Sophie and the Rising Sun is a 2016 American drama film written and directed by Maggie Greenwald. It is based on the 2001 novel Sophie and the Rising Sun by Augusta Trobaugh. The film stars Julianne Nicholson, Takashi Yamaguchi, Margo Martindale, Diane Ladd, Lorraine Toussaint and Karen Wheeling Reynolds. It was released in theaters on January 25, 2017 by Monterey Media.

==Plot==
Set in the autumn of 1941 in Salty Creek, a willowy fishing village in South Carolina, the film tells the compelling story of two interracial lovers, Sophie, an artist who also fishes and sells crabs to the townsfolk, the other an Asian gentleman, swept up in the tides of history. As World War II rages in Europe, Mr. Ohta appears in the town badly beaten and under mysterious circumstances. Sophie, a native of Salty Creek, quickly becomes transfixed by Mr.
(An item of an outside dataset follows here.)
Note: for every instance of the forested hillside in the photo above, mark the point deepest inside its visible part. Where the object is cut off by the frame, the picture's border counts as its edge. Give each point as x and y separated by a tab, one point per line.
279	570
Ohta and a friendship born of their mutual love of art blossoms into a delicate and forbidden courtship. As their secret relationship evolves the war escalates tragically. And when Pearl Harbor is bombed, a surge of misguided patriotism, bigotry and violence sweeps through the town, threatening Mr. Ohta's life. A trio of women, each with her own secrets – Sophie, along with the town matriarch and her housekeeper – rejects law and propriety, risking their lives with their actions.

==Cast==
- Julianne Nicholson as Sophie Willis
- Takashi Yamaguchi as Grover Ohta
- Margo Martindale as Anne Morrison
- Diane Ladd as Ruth Jeffers
- Lorraine Toussaint as Salome Whitmore
- Karen Wheeling Reynolds as Isabel
- Mickey Dodge as Samille
- Don Henderson Baker as Dr. Gilbert
- Joel Murray as Sheriff Cooper
- David Dickson Reynolds as Reverend Jeffers
- Kenneth Charles Graham as Harold Jackson
- Sabrina Mayfield as Matilda
- Jan Hartsell as Minna
- Cali Ward as Young Sophie
- Ebony McCormick as Young Salome
- Meredith Jackson as Young Ruth
- Antonio Roberts as Zachary
- Colie McClellan as Young Anne
- Ben VanderMey as Soldier
- Harrison Shaw as Young Johnny

==Release==
The film premiered at the 2016 Sundance Film Festival on January 22, 2016. The film was released on January 25, 2017.

=== Critical response ===
On review aggregator website Rotten Tomatoes, the film has an approval rating of 75% based on 12 reviews and an average rating of 4.5/10. As of September, 2019, There is no critical consensus yet. On Metacritic, the film has a score of 55 out of 100 based on 5 critics, indicating "mixed or average reviews".